Chris and Rose contemplate the pros and cons of matching outfits
8/10 - Get Out weaves social critiques with horror conventions in an intelligent debut from Jordan Peele.
Release Date: 
Friday, March 17, 2017
Written by: 

Get Out melds Guess Who’s Coming to Dinner with The Stepford Wives to create an intelligent critique on racial tensions within modern America.


Get Out fearlessly invokes comedy and horror conventions to tackle themes of race and paranoia.

From the opening of Jordan Peele’s feature film directorial debut, it’s evident that he’s setting out to exploit an underlying tension in modern America, as the opening scene portraying a black man getting lost as he walks the streets of a predominantly white neighbourhood.

The narrative promptly cuts to photographer Chris (Daniel Kaluuya) and his girlfriend, Rose Armitage (Allison Williams), travelling upstate to meet her parents after five months of dating.

While he’s concerned that her family may be surprised to learn she’s in a relationship with an African-American man, Rose is quick to assure him that he has no reason to be anxious.

Yet as soon as the pair step into Rose’s parents’ house, the vibe is truly unsettling.

Her odd brother Jeremy (Caleb Landry Jones) makes the observation that Chris’ build would mean he could be a “beast” of an MMA fighter, while her neurosurgeon father Dean (Bradley Whitford) and psychiatrist mother Missy (Catherine Keener) make things even more awkward with every passing moment.

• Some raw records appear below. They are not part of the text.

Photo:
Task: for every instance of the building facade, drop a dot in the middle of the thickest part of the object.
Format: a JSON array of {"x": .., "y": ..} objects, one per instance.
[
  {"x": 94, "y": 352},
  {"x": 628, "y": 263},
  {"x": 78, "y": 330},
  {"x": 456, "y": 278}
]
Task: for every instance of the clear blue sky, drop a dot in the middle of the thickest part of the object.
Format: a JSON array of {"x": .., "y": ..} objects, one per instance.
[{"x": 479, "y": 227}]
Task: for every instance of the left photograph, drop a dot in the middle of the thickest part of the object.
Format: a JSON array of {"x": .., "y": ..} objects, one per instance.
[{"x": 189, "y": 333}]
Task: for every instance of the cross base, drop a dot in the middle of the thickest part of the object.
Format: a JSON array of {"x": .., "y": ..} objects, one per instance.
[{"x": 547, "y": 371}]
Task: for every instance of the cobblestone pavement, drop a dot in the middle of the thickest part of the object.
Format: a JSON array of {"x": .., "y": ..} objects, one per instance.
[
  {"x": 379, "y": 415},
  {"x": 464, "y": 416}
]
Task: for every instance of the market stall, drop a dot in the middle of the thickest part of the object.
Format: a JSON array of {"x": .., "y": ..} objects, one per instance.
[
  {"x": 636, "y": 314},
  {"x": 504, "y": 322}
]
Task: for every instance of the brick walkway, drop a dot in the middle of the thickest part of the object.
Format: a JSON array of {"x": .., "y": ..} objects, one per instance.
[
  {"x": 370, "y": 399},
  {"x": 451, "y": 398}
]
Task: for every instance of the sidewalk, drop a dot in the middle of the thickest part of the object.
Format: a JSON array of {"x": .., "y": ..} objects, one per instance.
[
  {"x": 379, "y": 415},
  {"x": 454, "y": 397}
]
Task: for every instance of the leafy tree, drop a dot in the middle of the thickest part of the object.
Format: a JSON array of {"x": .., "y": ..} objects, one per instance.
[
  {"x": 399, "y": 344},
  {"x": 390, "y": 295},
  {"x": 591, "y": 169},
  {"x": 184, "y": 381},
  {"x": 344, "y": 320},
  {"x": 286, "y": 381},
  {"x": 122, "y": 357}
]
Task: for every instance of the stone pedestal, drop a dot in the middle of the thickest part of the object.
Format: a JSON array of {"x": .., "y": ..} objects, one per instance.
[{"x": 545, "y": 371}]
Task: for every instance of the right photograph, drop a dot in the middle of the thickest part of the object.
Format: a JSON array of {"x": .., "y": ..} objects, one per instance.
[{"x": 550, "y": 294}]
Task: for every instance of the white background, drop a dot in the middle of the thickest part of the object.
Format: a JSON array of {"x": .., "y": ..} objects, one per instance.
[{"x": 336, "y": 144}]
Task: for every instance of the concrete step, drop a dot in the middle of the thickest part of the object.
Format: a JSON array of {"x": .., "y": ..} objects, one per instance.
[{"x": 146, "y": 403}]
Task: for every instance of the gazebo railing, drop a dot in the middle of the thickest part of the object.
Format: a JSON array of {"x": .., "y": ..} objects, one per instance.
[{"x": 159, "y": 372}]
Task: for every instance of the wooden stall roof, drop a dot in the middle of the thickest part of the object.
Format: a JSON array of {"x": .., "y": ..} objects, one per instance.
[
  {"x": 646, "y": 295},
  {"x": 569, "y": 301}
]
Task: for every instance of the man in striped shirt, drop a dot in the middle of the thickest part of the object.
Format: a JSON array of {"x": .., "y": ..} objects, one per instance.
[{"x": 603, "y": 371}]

Dean’s heavy-handed comments about wishing he could vote for Obama for a third term, or the achievements of Olympian Jesse Owens, providing some cringeworthy viewing.

But Chris simply reads their overly accommodating actions as nervous attempts to deal with their daughter's first interracial relationship and excuses their behaviour.

Meanwhile, what is even more unsettling is the demeanour of the estate’s staff, including Walter (Marcus Henderson) and housekeeper Georgina (Betty Gabriel), who appear regressive and robotic in their actions.

He later struggles to make contact with his TSA agent buddy Rod (Lil Rel Howery), while the only other black man he meets in the neighbourhood, Logan (LaKeith Stanfield), acts strangely towards him.

As the weekend progresses, Chris grows more and more uncomfortable, especially when Missy attempts to hypnotise him to help him quit smoking.

And a heightened sense of being the Other, which Peele captures through clever point-of-view shots, comes to a head when Chris becomes the focus of attention at an annual party held by Dean and Missy for their equally wealthy white friends.

Plot details about the final act are best kept under wraps, but it can be said that Peele uses tropes from classic horror and thrillers from the likes of The Silence of the Lambs, The Shining and Rosemary’s Baby in a masterly way.

A scene shot in Dean’s basement has all the surrealism of a Stanley Kubrick moment, as does the inclusion of a blind art dealer as a key character.

Get Out fluctuates between being creepy, fear-inducing and funny - cleverly melding references to Guess Who’s Coming to Dinner with The Stepford Wives to create an intelligent and often gut-wrenching critique.

It helps that the key characters are perfectly cast, with Kaluuya and Williams putting in particularly cool and confident performances.

But if the movie has to have a breakout star, Howery’s comedic efforts as the Chris' hapless friend make him one to watch.